Когда он, наконец, уходил, то оставлял по себе вместе с чувством облегчения какое-то смутное, тяжелое и тревожное сожаление. Нередко чистенькие, выхоленные штабные офицеры говорили о нем с благородной горечью:
– И это русские офицеры! Посмотрите на этот тип. Ну, разве не ясно, почему мы проигрываем сражение за сражением? Тупость, бестолковость, полное отсутствие чувства собственного достоинства… Бедная Россия!..
В эти хлопотливые дни штабс-капитан Рыбников нанял себе номер в грязноватой гостинице близ вокзала. Хотя при нем и был собственный паспорт запасного офицера, но он почему-то нашел нужным заявить, что его бумаги находятся пока в комендантском управлении. Сюда же в гостиницу он перевез и свои вещи – портплед с одеялом и подушкой, дорожный несессер и дешевый новенький чемодан, в котором было белье и полный комплект штатского платья.

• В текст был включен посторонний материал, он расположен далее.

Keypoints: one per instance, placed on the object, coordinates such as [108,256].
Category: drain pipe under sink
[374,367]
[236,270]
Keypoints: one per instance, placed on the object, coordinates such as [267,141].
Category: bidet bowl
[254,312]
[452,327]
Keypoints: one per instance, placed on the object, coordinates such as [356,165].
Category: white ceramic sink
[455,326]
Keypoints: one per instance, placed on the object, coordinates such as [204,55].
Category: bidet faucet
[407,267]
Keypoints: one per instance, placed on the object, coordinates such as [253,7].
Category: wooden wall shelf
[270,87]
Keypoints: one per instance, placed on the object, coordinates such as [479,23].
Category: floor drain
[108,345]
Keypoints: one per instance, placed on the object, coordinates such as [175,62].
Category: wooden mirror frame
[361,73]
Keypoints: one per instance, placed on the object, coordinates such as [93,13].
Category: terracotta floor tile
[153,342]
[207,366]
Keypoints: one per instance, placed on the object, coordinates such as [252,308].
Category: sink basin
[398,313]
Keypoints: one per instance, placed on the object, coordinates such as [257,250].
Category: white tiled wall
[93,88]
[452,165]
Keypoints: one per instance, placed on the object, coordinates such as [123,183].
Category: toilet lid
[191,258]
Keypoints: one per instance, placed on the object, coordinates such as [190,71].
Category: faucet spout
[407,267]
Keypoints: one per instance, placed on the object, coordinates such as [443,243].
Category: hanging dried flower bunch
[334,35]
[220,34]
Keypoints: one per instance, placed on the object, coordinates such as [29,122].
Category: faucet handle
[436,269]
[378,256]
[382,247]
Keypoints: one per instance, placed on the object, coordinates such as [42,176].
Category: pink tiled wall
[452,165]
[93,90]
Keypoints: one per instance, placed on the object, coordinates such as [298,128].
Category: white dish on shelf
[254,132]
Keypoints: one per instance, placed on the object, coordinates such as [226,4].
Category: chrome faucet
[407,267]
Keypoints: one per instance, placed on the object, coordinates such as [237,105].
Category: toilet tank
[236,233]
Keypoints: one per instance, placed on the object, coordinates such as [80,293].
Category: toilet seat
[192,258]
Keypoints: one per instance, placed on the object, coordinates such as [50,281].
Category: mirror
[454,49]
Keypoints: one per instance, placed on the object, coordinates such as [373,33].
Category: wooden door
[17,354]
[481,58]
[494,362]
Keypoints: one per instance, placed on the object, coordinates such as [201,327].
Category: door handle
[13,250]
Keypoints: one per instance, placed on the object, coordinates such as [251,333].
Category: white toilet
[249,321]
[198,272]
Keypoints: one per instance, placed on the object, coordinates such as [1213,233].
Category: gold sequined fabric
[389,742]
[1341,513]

Впоследствии прислуга показывала, что приходил он в гостиницу поздно и как будто под хмельком, но всегда аккуратно давал швейцару, отворявшему двери, гривенник на чай. Спал не более трех-четырех часов, иногда совсем не раздеваясь. Вставал рано и долго, часами ходил взад и вперед по комнате. В полдень уходил.
Время от времени штабс-капитан из разных почтовых отделений посылал телеграммы в Иркутск, и все эти телеграммы выражали глубокую заботливость о каком-то раненом, тяжело больном человеке, вероятно, очень близком сердцу штабс-капитана.

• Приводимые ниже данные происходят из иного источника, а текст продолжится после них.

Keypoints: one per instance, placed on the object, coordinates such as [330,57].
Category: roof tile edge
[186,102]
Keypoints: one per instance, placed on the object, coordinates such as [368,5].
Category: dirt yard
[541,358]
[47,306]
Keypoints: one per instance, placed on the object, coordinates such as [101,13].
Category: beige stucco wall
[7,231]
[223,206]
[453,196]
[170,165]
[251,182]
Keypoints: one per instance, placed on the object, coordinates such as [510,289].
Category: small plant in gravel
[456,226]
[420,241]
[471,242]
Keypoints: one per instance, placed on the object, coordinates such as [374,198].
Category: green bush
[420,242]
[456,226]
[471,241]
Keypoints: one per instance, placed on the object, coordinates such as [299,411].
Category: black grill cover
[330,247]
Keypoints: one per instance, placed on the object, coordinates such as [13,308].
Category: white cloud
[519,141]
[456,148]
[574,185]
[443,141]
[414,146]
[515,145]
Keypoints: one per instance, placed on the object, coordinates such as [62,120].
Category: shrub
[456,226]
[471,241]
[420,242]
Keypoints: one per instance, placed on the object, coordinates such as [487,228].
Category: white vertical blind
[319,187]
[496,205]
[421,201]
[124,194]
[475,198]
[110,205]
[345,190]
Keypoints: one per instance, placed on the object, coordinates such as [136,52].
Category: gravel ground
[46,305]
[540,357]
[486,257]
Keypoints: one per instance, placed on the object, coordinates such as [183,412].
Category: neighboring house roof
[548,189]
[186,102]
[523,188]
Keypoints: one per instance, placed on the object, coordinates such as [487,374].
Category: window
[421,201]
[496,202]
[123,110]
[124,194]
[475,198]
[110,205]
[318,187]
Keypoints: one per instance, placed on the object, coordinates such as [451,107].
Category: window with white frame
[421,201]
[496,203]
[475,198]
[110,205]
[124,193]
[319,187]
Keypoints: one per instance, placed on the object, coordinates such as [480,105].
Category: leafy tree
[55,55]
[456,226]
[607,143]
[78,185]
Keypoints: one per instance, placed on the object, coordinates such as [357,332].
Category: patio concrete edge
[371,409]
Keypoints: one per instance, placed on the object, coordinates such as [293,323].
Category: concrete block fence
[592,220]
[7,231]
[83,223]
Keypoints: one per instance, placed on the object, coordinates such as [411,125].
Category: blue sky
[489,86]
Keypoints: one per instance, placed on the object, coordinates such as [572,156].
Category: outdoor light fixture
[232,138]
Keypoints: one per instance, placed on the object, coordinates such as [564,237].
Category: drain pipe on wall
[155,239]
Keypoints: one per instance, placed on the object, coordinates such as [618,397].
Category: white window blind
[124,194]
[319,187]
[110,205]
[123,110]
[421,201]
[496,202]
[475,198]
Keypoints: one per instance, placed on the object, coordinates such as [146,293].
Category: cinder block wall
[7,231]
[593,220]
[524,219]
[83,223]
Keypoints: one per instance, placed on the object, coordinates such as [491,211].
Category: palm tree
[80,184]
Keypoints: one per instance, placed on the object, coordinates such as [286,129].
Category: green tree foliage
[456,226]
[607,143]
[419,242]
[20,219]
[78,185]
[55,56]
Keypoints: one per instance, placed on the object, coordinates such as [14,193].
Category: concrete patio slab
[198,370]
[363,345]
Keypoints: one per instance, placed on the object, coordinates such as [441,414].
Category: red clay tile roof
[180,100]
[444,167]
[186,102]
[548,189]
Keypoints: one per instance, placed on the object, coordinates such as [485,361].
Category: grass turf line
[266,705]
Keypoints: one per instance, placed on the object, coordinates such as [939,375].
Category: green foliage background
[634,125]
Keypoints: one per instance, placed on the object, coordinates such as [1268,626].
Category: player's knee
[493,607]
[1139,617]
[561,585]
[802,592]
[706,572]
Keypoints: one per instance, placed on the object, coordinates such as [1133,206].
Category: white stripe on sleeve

И вот с этим-то суетливым, смешным и несуразным человеком встретился однажды фельетонист большой петербургской газеты Владимир Иванович Щавинский.
II
Перед тем как ехать на бега, Щавинский завернул в маленький, темный ресторанчик «Слава Петрограда», где обыкновенно собирались к двум часам дня, для обмена мыслями и сведениями, газетные репортеры. Это была довольно беспардонная, веселая, циничная, всезнающая и голодная компания, и Щавинский, до известной степени аристократ газетного мира, к ней, конечно, не принадлежал. Его воскресные фельетоны, блестящие и забавные, но не глубокие, имели значительный успех в публике. Он зарабатывал большие деньги, отлично одевался и вел широкое знакомство. Но его хорошо принимали и в «Славе Петрограда» за его развязный, острый язык и за милую щедрость, с которой он ссужал братьев писателей маленькими золотыми. Сегодня репортеры обещали достать для него беговую программу с таинственными пометками из конюшни.

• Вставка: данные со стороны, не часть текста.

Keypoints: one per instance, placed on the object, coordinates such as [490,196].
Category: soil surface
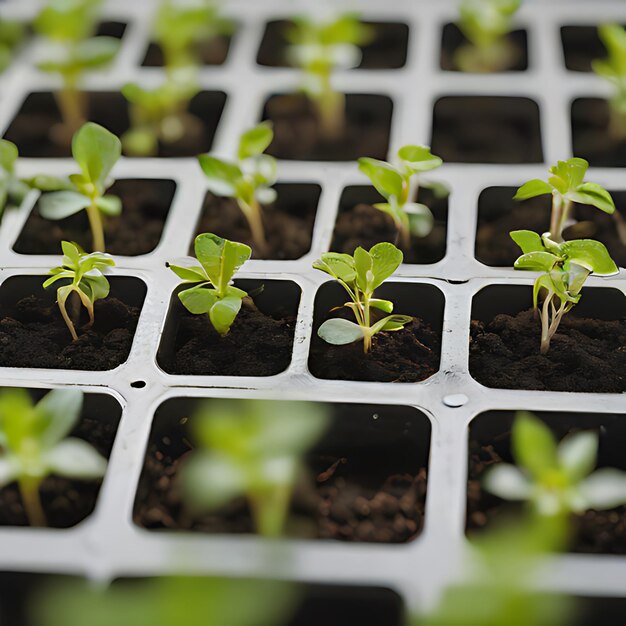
[256,345]
[596,532]
[145,205]
[486,129]
[453,39]
[499,214]
[363,225]
[406,356]
[288,223]
[581,45]
[35,335]
[590,136]
[297,131]
[211,52]
[339,503]
[30,129]
[387,49]
[586,355]
[65,502]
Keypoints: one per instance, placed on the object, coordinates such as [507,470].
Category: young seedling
[486,24]
[165,601]
[12,33]
[180,28]
[71,51]
[557,479]
[96,151]
[160,115]
[360,275]
[251,448]
[565,268]
[34,444]
[12,189]
[613,69]
[249,180]
[566,185]
[87,281]
[393,182]
[319,48]
[214,296]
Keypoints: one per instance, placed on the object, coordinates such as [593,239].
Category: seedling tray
[108,545]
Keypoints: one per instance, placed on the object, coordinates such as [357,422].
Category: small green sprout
[251,448]
[165,601]
[393,182]
[318,48]
[215,296]
[485,24]
[12,189]
[34,444]
[160,115]
[555,478]
[96,151]
[566,184]
[565,268]
[360,275]
[12,34]
[613,69]
[71,51]
[180,28]
[249,180]
[87,280]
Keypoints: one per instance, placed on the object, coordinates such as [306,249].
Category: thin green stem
[96,226]
[29,490]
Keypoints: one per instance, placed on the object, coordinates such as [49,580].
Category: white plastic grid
[108,545]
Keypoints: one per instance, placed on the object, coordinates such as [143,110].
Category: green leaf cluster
[95,150]
[360,275]
[393,182]
[214,295]
[179,28]
[69,26]
[34,442]
[251,448]
[556,478]
[613,68]
[85,271]
[159,114]
[165,601]
[12,189]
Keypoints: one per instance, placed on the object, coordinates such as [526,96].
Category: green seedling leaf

Швейцар Василий, почтительно и дружелюбно улыбаясь, снял с Щавинского пальто.
– Пожалуйте, Владимир Иванович. Все в сборе-с. В большом кабинете у Прохора.
И толстый, низко стриженный рыжеусый Прохор также фамильярно-ласково улыбался, глядя, по обыкновению, не в глаза, а поверх лба почетному посетителю.
– Давненько не изволили бывать, Владимир Иванович. Пожалуйте-с. Все свои-с.
Как и всегда, братья писатели сидели вокруг длинного стола и, торопливо макая перья в одну чернильницу, быстро строчили на длинных полосах бумаги. В то же время они успевали, не прекращая этого занятия, поглощать расстегаи и жареную колбасу с картофельным пюре, пить водку и пиво, курить и обмениваться свежими городскими новостями и редакционными сплетнями, не подлежащими тиснению. Кто-то спал камнем на диване, подстелив под голову носовой платок. Воздух в кабинете был синий, густой и слоистый от табачного дыма.
Здороваясь с репортерами, Щавинский заметил среди них штабс-капитана в общеармейском мундире. Он сидел, расставив врозь ноги, опираясь руками и подбородком на эфес огромной шашки. При виде его Щавинский не удивился, как привык ничему не удивляться в жизни репортеров. Он бывал свидетелем, что в этой путаной бесшабашной компании пропадали по целым неделям: тамбовские помещики, ювелиры, музыканты, танцмейстеры, актеры, хозяева зверинцев, рыбные торговцы, распорядители кафешантанов, клубные игроки и другие лица самых неожиданных профессий.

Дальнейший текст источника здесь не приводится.